Trolle in Tjørnuvík

Dorf und Bucht Tjørnuvík

Auch am Morgen nach meiner Ankunft war Tórshavn in eine dichte Nebeldecke eingehüllt. An diesem Tag war eine Fahrt in den Norden der Hauptinsel Streymoy geplant. Ungewiss über die dortige Wetterlage, fuhr ich erst einmal los. Erfreulicherweise lichtete sich der Nebel zusehends, je länger ich auf der Küstenstrasse unterwegs war. Der Weg führte durch einige beschauliche Dörfchen und auch durch einen finsteren, aber schnurgeraden Tunnel.

Nach ungefähr einer Stunde und bei mittlerweile schönem Wetter hatte ich den Zielort Tjørnuvík erreicht. Bereits vom Parkplatz aus hat man einen beeindruckenden Blick über die Bucht zu der wohl bekanntesten Felsformation der Färöer: Risin og Kellingin – Riese und Trollweib. Zur Entstehung dieser rund 70 Meter hohen Felstürme vor der steil aufragenden Küste gibt es eine nette Sage.
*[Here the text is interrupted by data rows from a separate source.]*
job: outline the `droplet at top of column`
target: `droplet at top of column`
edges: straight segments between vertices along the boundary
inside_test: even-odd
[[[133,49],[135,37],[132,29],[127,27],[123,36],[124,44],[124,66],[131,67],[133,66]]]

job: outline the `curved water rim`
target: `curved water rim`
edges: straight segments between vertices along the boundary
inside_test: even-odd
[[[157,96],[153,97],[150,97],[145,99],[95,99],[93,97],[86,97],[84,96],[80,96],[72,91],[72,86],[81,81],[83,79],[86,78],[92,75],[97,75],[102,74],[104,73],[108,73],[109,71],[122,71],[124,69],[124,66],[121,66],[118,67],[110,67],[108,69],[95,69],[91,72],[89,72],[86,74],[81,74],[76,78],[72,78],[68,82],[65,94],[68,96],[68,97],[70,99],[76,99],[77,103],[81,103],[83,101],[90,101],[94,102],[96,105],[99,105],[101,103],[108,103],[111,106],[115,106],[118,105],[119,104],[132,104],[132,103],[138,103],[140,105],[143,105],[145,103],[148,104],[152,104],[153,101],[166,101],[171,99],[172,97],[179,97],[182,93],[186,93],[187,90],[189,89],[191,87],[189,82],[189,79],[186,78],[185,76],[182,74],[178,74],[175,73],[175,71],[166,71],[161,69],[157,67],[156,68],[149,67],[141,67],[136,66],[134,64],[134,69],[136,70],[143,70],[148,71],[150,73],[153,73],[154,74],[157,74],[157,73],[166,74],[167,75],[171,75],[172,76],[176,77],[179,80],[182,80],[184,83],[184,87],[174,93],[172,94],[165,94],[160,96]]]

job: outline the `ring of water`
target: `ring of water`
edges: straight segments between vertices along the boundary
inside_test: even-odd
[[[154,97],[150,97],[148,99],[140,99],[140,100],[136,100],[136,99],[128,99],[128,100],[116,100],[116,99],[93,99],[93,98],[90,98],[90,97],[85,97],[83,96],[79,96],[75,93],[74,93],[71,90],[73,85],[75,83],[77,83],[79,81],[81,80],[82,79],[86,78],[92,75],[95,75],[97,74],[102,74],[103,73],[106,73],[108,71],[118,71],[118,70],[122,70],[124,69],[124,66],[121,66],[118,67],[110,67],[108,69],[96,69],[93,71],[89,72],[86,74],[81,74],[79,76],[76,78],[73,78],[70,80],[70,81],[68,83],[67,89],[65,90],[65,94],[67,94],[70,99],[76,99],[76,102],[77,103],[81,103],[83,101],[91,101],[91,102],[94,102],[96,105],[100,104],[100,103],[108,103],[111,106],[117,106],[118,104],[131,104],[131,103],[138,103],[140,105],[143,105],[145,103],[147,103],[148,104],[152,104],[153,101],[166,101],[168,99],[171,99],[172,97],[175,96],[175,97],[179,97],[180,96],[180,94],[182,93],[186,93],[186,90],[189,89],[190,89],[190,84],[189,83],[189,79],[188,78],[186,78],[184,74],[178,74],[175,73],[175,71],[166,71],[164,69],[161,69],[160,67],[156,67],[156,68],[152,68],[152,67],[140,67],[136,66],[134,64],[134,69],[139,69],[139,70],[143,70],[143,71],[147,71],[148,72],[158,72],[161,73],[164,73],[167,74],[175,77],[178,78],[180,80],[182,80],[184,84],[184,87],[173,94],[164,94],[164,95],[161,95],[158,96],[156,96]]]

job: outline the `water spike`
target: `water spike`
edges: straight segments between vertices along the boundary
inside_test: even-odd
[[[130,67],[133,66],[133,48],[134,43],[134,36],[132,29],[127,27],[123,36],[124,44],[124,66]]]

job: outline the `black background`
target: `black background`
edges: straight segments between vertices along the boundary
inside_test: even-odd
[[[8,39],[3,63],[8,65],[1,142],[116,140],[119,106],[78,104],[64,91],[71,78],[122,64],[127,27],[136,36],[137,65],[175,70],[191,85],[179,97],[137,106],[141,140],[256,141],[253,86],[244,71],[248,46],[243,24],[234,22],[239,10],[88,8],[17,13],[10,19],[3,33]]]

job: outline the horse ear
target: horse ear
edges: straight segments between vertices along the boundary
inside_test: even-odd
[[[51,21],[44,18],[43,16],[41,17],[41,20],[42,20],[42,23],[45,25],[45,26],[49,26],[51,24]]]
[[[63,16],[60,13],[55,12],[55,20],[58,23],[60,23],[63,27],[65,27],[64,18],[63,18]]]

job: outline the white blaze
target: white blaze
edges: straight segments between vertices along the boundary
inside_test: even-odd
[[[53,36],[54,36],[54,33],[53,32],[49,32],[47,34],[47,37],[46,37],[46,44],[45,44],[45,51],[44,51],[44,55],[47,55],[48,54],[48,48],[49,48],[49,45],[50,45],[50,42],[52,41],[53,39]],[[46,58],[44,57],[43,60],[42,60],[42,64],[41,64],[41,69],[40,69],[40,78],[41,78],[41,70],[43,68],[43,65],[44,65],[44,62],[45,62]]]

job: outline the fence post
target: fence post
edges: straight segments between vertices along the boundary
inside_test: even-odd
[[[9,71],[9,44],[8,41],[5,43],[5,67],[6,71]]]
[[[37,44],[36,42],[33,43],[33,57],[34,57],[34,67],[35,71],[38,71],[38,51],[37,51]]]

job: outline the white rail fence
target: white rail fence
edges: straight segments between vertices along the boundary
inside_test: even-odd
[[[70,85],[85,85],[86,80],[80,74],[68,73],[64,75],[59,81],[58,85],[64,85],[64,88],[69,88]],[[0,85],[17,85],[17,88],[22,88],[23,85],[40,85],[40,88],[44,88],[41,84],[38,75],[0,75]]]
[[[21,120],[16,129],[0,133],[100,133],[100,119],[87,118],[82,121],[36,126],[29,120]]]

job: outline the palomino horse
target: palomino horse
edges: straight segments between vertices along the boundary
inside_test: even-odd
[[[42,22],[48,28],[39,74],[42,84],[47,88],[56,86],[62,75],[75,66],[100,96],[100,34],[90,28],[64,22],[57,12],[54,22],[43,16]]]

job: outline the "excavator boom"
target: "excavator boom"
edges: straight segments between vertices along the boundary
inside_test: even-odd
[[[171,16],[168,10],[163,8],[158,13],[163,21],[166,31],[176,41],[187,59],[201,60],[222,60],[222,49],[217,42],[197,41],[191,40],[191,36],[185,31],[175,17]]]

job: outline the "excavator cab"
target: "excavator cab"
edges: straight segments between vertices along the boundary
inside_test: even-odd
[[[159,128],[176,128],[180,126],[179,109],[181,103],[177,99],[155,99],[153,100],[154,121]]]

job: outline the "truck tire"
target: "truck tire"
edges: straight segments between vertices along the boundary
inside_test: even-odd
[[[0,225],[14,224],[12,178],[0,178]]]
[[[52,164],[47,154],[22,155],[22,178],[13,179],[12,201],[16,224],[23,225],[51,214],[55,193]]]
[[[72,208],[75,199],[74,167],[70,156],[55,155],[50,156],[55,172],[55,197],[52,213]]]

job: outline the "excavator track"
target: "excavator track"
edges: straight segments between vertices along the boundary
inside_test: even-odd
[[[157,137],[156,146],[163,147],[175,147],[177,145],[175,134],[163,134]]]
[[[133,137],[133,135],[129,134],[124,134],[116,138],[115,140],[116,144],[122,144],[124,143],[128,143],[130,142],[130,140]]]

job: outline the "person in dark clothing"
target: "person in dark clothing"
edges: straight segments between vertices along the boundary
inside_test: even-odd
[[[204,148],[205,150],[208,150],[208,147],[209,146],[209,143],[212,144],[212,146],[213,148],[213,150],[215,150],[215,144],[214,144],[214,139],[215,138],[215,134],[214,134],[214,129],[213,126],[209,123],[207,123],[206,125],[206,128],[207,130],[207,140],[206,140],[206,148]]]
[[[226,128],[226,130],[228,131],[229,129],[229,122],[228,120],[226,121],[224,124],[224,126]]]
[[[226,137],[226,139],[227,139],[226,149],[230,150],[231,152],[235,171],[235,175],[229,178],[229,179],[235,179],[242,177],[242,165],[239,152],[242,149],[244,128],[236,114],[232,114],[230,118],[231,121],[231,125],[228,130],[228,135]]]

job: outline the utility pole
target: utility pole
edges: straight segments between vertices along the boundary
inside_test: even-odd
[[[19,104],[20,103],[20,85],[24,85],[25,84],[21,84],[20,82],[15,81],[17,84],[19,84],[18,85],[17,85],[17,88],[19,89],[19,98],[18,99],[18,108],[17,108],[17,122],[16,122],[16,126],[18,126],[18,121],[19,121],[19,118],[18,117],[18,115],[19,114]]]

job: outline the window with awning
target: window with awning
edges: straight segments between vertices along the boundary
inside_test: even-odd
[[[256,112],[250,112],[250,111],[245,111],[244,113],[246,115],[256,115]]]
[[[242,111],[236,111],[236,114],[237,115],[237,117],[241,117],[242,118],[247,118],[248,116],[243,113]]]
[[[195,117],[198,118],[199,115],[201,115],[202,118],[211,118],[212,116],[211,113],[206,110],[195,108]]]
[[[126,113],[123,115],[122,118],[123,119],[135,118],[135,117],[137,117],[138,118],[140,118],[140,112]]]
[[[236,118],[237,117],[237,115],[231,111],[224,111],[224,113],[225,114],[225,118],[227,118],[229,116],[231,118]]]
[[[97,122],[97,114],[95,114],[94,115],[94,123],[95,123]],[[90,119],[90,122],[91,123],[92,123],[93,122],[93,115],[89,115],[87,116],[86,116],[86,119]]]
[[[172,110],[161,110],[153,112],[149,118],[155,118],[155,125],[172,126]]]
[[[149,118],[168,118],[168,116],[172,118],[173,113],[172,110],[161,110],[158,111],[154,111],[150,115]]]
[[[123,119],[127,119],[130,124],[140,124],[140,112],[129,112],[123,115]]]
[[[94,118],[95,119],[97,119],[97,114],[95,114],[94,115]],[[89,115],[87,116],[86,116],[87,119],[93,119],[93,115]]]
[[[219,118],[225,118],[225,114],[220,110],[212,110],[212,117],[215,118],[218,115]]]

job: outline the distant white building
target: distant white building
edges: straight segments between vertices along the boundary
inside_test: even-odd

Eigentlich wollte ich nun nordwärts bis zum Kap spazieren, um dort einen Blick auf den wohl ebenfalls sehr markanten Felsen Tjørnuvíkstakkur zu werfen. Leider konnte ich den Weg partout nicht finden, und auch um Rat gefragte Einheimische konnten nicht weiterhelfen. So entschied ich mich alternativ für eine Wanderung Richtung Saksun, die eine schöne Aussicht über die Bucht und die benachbarte Insel versprach. Auch hier war es schwierig, den Weganfang auszumachen, aber nachdem ich erst einmal vorsichtig die saftig grüne Weide überquert hatte, erblickte ich den ersten Steinmann. Zivilisiertere Wanderwegweiser gibt es auf den Färöern offenbar noch nicht. So folgte ich den in mehr oder weniger regelmässigen Abständen aufgetürmten Steinhaufen.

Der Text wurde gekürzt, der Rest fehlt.